In response to this phenomenon, some publishers like Facebook are investing in technologies to block ad blockers. These programs render ad blockers useless, enabling publishers to serve ads even to people who have installed ad blocking software. This begins a game of cat-and-mouse between software developers blocking software that blocks ad blocking software, begging the question of who the real beneficiary is meant to be.
Why most advertising campaigns fail
“Half the money I spend on advertising is wasted; the trouble is I don’t know which half.” —John Wanamaker (1838–1922), American merchant
Despite all the technology and “advanced analytics,” not much has changed since Wanamaker made this statement over 100 years ago. Here is why most marketing efforts fail:
Most marketing and advertising executives live in a bubble, disconnected from the real-world consumers they target.
Marketers often live in big cities like New York and San Francisco, where they earn more money, and consume more media than middle-America. A study commissioned by ThinkBox shows that marketers overestimate the time people spend watching video on various devices by a factor of 18. They also overestimate time spent on Video-on-Demand (VoD) devices by 10 times. These same marketers spend three times more time on social media or VoD devices than ordinary people.

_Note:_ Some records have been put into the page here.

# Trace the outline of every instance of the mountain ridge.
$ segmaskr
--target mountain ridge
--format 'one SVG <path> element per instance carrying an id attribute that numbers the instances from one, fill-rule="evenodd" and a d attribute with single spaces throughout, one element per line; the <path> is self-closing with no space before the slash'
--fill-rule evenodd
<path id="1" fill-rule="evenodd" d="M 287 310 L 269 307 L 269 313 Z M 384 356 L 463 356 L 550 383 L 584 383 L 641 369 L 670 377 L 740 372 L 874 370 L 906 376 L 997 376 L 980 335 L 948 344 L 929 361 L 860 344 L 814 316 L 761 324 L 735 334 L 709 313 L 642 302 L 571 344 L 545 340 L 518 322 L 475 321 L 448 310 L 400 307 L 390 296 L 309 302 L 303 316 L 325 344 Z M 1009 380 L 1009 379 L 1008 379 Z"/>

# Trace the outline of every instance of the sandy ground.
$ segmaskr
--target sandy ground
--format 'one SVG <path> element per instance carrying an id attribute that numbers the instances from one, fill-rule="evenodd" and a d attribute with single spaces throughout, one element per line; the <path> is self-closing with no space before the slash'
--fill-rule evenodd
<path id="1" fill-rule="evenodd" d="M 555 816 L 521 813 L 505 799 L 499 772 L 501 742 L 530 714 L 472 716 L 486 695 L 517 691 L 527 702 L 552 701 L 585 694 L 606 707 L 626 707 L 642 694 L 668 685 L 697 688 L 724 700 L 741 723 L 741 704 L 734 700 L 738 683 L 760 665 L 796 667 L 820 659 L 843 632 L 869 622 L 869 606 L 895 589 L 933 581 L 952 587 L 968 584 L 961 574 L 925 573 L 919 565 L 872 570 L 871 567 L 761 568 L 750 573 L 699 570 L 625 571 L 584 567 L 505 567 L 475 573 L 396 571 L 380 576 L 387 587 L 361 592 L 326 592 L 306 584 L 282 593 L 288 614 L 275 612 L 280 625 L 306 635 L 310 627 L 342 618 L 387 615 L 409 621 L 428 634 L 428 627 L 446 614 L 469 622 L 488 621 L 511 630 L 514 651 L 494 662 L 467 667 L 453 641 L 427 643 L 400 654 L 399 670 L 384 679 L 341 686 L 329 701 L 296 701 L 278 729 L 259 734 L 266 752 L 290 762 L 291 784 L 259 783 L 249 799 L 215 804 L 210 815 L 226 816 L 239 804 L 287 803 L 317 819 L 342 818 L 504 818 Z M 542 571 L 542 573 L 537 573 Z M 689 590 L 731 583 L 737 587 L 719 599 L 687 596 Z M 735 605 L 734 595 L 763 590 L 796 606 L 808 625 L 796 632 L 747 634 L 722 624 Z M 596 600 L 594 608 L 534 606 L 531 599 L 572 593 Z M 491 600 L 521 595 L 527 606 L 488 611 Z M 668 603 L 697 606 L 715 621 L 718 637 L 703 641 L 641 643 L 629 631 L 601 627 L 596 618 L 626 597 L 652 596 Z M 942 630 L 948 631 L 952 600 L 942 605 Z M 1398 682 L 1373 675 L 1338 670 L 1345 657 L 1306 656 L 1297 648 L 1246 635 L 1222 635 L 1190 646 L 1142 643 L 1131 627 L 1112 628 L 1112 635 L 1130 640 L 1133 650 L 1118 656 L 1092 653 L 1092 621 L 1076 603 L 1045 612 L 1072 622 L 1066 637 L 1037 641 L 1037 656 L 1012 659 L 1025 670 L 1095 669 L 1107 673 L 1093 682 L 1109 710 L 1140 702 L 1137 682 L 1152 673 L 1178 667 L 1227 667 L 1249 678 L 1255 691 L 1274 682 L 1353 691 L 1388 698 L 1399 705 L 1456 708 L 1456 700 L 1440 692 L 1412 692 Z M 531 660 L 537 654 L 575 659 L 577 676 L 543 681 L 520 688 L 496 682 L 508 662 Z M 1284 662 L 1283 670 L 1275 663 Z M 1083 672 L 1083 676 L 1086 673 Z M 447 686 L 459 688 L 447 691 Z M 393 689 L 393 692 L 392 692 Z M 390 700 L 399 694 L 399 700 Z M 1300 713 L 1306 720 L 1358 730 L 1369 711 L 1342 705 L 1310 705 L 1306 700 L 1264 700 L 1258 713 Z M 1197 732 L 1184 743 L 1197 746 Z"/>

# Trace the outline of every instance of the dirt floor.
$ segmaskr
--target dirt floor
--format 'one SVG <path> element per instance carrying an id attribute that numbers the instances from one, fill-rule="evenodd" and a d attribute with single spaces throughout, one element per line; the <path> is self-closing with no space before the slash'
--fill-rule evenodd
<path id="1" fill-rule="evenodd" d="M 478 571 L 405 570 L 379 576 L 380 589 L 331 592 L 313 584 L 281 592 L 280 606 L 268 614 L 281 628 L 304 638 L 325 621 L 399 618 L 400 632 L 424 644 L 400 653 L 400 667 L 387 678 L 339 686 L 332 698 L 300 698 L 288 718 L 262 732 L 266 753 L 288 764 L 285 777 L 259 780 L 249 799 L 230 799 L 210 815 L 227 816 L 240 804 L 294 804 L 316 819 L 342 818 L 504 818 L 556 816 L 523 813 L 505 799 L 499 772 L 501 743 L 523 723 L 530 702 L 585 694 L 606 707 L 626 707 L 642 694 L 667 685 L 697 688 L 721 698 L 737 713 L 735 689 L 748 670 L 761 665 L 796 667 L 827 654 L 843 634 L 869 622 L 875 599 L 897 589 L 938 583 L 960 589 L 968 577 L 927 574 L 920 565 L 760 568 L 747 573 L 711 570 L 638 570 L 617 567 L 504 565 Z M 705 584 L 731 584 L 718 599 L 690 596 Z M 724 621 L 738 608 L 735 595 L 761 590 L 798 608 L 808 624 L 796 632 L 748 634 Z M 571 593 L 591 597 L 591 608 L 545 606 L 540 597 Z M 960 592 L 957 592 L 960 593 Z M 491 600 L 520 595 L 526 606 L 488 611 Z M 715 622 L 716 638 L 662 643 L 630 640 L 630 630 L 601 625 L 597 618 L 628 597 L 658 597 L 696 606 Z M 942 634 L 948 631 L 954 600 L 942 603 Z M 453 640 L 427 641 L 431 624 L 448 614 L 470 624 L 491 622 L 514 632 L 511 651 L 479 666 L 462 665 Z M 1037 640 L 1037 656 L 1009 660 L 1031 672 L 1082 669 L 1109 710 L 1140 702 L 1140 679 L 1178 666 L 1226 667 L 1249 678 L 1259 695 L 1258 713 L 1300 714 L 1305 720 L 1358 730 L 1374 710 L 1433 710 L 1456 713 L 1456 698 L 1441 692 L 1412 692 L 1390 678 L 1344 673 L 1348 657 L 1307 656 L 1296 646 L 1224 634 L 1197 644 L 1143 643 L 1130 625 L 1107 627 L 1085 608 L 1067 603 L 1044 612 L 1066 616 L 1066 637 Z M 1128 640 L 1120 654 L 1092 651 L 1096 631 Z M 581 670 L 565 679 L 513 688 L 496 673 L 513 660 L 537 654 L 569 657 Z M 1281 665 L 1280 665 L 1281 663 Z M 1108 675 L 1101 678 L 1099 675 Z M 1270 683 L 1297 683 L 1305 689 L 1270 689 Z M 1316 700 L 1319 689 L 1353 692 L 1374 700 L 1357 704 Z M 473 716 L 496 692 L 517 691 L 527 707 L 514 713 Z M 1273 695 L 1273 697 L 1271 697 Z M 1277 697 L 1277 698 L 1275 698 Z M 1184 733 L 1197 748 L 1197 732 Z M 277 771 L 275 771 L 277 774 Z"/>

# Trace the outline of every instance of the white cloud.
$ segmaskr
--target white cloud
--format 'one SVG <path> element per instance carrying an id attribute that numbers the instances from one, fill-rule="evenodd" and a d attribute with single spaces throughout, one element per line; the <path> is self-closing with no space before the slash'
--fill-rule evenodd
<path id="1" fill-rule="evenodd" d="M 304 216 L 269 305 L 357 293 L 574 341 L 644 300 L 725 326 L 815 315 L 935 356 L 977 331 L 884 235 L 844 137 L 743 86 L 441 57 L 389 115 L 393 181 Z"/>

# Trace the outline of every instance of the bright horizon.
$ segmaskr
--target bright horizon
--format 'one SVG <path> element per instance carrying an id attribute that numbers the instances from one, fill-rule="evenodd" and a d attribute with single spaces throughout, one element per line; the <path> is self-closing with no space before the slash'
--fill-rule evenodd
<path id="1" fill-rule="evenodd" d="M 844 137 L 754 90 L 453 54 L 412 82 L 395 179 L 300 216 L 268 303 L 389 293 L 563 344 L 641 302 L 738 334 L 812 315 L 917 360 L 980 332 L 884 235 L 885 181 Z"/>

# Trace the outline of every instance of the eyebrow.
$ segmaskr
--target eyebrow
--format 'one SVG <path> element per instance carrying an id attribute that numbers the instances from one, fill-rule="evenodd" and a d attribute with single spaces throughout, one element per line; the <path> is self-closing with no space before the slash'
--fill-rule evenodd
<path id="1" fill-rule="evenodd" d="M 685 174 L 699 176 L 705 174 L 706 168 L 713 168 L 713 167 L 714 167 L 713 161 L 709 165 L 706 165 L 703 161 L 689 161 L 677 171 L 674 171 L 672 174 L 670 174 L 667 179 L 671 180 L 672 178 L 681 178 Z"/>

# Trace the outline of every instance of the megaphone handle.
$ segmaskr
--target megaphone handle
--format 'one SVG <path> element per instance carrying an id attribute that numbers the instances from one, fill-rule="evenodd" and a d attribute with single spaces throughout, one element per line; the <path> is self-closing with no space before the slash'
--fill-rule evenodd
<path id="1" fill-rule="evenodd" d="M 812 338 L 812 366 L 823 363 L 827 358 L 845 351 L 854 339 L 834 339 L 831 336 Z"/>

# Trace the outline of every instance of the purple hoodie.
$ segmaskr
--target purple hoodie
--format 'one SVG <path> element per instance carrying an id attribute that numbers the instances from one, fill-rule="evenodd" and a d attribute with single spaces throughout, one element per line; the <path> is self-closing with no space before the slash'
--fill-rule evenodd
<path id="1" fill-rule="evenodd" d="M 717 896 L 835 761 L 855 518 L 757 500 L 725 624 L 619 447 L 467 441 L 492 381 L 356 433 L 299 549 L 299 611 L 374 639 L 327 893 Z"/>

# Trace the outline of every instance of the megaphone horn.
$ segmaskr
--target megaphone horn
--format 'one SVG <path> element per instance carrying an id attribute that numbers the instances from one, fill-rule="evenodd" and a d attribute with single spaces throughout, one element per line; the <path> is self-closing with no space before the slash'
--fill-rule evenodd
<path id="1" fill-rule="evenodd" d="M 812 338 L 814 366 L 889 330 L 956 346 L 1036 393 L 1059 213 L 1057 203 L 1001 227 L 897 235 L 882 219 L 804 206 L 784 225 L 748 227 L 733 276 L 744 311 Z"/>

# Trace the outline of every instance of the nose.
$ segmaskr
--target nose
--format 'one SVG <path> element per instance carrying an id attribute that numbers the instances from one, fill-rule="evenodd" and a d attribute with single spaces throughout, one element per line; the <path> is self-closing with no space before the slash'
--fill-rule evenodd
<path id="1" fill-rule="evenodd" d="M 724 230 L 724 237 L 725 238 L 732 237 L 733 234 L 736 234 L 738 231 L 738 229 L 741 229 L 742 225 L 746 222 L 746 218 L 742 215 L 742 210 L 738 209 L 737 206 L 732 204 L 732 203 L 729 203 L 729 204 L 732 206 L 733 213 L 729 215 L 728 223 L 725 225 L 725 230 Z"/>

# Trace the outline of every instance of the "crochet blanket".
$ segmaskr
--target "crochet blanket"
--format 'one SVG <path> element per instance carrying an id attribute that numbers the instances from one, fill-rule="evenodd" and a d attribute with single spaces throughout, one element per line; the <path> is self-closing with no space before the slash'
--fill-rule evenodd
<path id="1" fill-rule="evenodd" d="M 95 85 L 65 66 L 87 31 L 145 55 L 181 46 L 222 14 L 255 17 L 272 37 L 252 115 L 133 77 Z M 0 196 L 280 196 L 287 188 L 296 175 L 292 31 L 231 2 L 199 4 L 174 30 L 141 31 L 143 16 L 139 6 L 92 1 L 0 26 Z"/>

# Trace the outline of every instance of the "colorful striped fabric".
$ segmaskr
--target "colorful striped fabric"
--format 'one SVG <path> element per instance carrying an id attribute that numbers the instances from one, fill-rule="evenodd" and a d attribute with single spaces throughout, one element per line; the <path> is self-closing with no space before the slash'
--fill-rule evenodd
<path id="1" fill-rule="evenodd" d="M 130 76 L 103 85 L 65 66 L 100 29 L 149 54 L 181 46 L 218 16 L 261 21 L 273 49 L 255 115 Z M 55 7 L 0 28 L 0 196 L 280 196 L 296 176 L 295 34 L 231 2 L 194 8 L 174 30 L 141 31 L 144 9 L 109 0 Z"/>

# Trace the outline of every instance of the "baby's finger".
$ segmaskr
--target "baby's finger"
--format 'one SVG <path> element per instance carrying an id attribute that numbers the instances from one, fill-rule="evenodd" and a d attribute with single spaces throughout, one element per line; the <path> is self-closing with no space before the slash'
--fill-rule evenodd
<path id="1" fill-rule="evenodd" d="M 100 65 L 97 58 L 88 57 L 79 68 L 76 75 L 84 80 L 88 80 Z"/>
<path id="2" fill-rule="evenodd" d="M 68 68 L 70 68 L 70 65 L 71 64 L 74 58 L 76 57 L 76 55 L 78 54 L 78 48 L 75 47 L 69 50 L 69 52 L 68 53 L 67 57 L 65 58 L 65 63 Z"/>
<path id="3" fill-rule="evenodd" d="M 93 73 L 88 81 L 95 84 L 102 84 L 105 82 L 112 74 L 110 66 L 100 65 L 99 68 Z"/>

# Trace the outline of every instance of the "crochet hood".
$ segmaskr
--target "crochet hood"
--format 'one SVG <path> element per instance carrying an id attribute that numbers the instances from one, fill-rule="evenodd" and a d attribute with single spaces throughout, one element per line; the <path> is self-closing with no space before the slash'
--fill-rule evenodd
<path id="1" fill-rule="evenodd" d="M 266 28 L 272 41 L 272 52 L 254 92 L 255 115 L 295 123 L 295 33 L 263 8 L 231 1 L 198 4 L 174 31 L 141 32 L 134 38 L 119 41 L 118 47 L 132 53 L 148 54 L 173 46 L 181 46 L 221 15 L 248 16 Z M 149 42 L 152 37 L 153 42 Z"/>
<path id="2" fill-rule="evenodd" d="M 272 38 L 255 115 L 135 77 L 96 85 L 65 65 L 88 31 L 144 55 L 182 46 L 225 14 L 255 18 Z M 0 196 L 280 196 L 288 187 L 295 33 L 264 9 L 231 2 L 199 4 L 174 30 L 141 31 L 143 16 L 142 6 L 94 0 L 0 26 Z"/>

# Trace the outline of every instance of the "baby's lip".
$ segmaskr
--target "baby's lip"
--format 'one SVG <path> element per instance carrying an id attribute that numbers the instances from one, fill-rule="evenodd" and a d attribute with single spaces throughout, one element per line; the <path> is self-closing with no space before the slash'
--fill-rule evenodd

As it turns out, advertising professionals also hate ads. Jason Grimm, co-founder of Pressboard surveyed people working at advertising agencies, in ad departments, and ad publications about their own behavior towards ads. Twenty-seven percent of these advertising professionals use ad blockers at home (using an ad blocker at work would be cheeky), 79 percent skip ads when watching content via DVR, and 98 percent stream ad-free content. Just like their “target audiences,” they would rather trust their friends to inform them about products, along with social media, articles, and emails. “It’s possible we’re the only industry that actively avoids the product we produce,” says Grimm. “I doubt organic farmers are eating GMO-cage-raised-hormone-fed chicken for dinner. Or that dentists have stopped brushing their teeth. If even the people making the ads avoid them, is it reasonable to hope consumers won’t?”
In conclusion, the C-suite must prevent its brands from force-feeding more disrupting ads to an audience that is already burned out. The real fix for advertisers lays in connecting with people on an emotional level and supporting their quest for meaning.